Years before today's slideware, presentations at companies such as IBM and in the military used bullet lists shown by overhead projectors. Then, in 1984, a software house developed a presentation package, "Presenter," which was eventually acquired by Microsoft and turned into PowerPoint.
This history is revealing, for the metaphor behind the PP cognitive style is the software corporation itself. That is, a big bureaucracy engaged in computer programming (deeply hierarchical, nested, highly structured, relentlessly sequential, one-short-line-at-a-time) and in marketing (fast pace, misdirection, advocacy not analysis, slogan thinking, branding, exaggerated claims, marketplace ethics). To describe a software house is to describe the PowerPoint cognitive style. Why should the structures, activities, and values of a large commercial bureaucracy be a useful metaphor for our presentations? Could any metaphor be worse? Voice-mail menu systems? Billboards? Television? Stalin?
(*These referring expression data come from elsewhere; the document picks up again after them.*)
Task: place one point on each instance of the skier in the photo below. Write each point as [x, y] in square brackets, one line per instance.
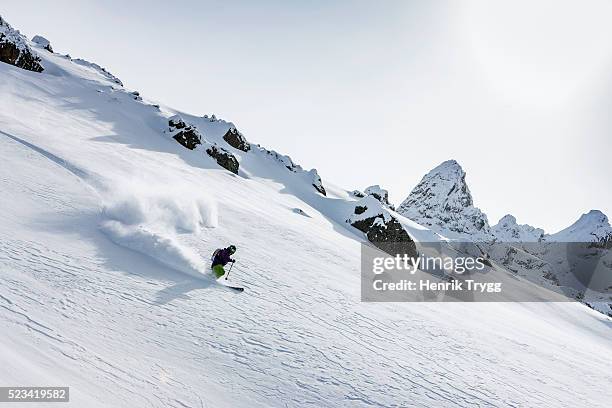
[220, 258]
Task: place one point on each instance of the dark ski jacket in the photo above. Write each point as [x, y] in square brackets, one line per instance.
[223, 257]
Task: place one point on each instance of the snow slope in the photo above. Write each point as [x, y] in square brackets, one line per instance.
[107, 223]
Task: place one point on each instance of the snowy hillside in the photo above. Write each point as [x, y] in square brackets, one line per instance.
[111, 206]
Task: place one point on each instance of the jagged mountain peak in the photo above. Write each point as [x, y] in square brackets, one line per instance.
[442, 200]
[592, 226]
[14, 49]
[509, 230]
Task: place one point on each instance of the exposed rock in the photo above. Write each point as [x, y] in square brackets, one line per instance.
[14, 49]
[360, 209]
[377, 192]
[43, 42]
[591, 227]
[235, 139]
[224, 158]
[184, 133]
[101, 70]
[508, 230]
[443, 202]
[316, 182]
[381, 228]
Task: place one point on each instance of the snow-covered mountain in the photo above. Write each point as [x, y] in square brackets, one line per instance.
[443, 202]
[590, 227]
[508, 230]
[111, 206]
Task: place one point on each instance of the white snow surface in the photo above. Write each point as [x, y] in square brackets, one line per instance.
[508, 230]
[443, 202]
[9, 34]
[107, 222]
[590, 227]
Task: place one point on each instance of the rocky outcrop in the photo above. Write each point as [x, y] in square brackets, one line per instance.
[443, 202]
[316, 182]
[224, 158]
[14, 49]
[508, 230]
[311, 175]
[184, 133]
[377, 192]
[381, 228]
[43, 42]
[235, 139]
[592, 227]
[380, 194]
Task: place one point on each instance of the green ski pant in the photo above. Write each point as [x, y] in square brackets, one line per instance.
[218, 271]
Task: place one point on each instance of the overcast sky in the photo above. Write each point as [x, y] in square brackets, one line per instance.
[519, 93]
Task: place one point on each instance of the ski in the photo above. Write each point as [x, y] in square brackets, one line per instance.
[223, 282]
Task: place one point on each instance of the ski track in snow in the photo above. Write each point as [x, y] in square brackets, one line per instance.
[123, 330]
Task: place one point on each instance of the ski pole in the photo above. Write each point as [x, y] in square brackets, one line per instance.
[227, 274]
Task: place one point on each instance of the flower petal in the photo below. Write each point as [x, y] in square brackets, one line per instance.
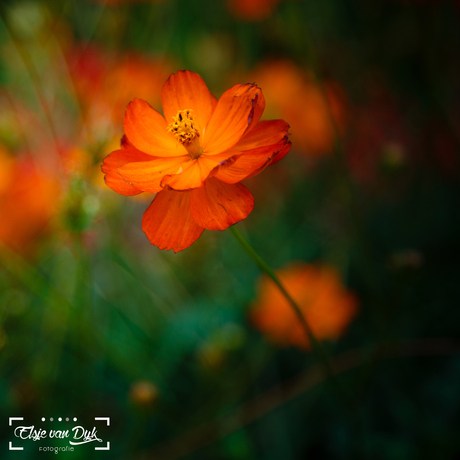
[250, 163]
[167, 222]
[267, 132]
[187, 90]
[194, 173]
[146, 129]
[216, 206]
[147, 175]
[239, 107]
[114, 161]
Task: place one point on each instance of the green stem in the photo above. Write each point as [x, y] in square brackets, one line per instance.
[316, 345]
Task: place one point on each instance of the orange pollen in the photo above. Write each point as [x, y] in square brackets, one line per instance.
[184, 130]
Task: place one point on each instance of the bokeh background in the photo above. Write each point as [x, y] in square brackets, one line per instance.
[193, 355]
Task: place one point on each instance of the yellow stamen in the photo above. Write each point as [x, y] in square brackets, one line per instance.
[184, 129]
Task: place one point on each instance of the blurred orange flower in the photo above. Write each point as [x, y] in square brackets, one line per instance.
[194, 157]
[294, 95]
[28, 199]
[319, 293]
[104, 84]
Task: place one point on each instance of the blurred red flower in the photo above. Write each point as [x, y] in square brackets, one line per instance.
[319, 293]
[194, 157]
[252, 10]
[293, 94]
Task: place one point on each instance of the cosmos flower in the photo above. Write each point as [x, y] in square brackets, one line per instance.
[319, 293]
[252, 10]
[29, 198]
[293, 93]
[194, 157]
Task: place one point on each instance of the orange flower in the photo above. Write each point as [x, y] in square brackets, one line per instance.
[194, 157]
[28, 199]
[319, 293]
[293, 94]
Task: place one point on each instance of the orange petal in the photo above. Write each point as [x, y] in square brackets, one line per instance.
[146, 129]
[274, 159]
[187, 90]
[237, 109]
[263, 134]
[167, 222]
[194, 173]
[216, 206]
[147, 175]
[114, 161]
[249, 163]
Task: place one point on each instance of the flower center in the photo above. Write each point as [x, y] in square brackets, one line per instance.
[184, 130]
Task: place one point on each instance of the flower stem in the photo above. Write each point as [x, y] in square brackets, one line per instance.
[316, 345]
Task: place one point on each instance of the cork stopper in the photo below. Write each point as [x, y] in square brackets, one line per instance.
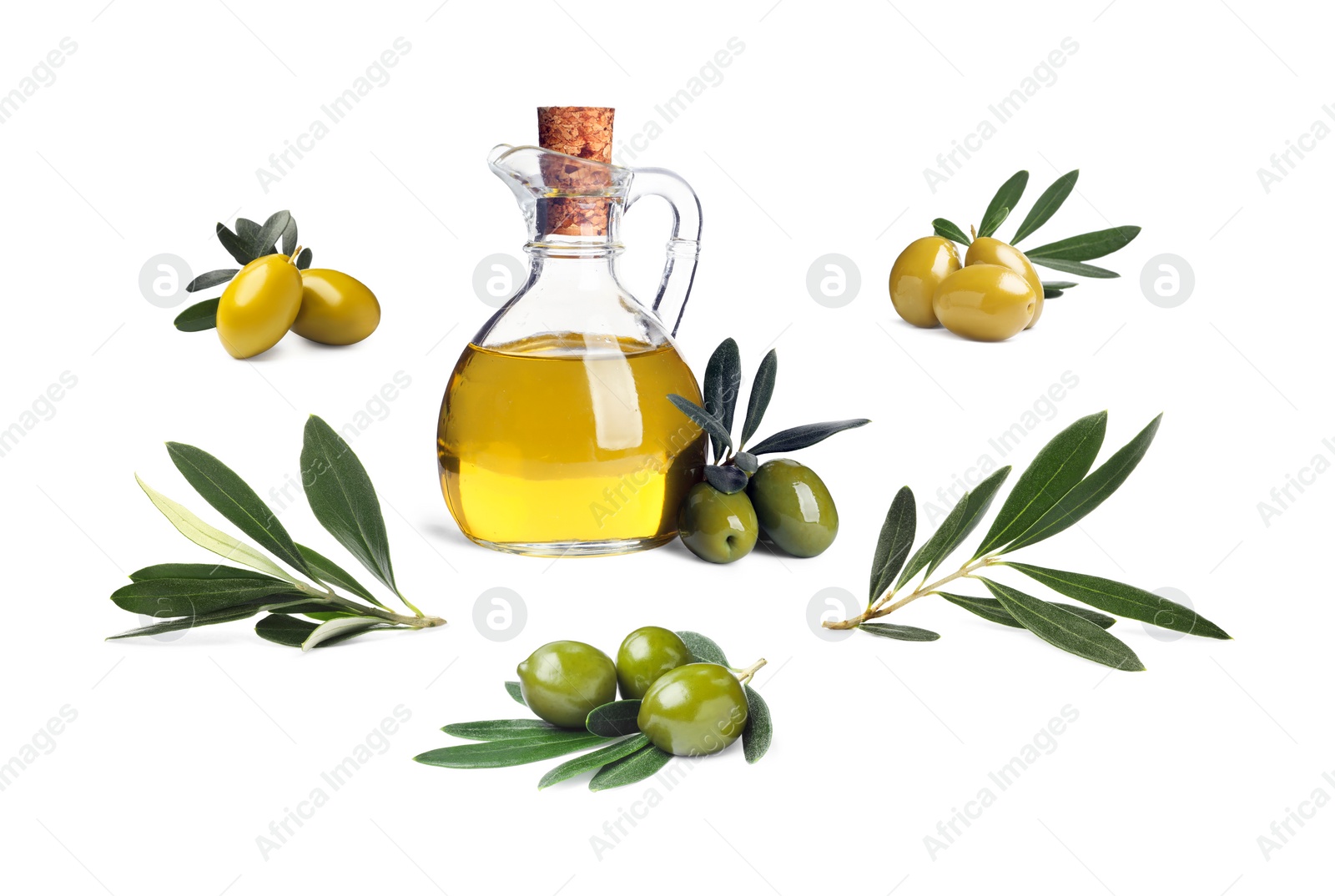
[584, 131]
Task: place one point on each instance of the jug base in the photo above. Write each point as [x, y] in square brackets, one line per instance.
[576, 548]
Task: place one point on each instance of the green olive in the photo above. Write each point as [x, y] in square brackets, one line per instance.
[694, 709]
[985, 250]
[644, 656]
[337, 309]
[716, 526]
[259, 305]
[565, 680]
[916, 274]
[793, 506]
[985, 302]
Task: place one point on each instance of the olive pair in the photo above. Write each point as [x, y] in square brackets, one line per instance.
[271, 295]
[784, 498]
[992, 297]
[687, 708]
The pushy PP style imposes itself on the audience and, at times, seeks to set up a dominance relationship between speaker and audience. The speaker, after all, is making power points with bullets to followers. Such aggressive, stereotyped, over-managed presentations - the Great Leader up on the pedestal - are characteristic of hegemonic systems:
The Roman state bolstered its authority and legitimacy with the trappings of ceremony.... Power is a far more complex and mysterious quality than any apparently simple manifestation of it would appear. It is as much a matter of impression, of theatre, of persuading those over whom authority is wielded to collude in their subjugation. Insofar as power is a matter of presentation, its cultural currency in antiquity (and still today) was the creation and manipulation, and display of images.
A better metaphor for presentations is good teaching. Teachers seek to explain something with credibility, which is what many presentations are trying to do.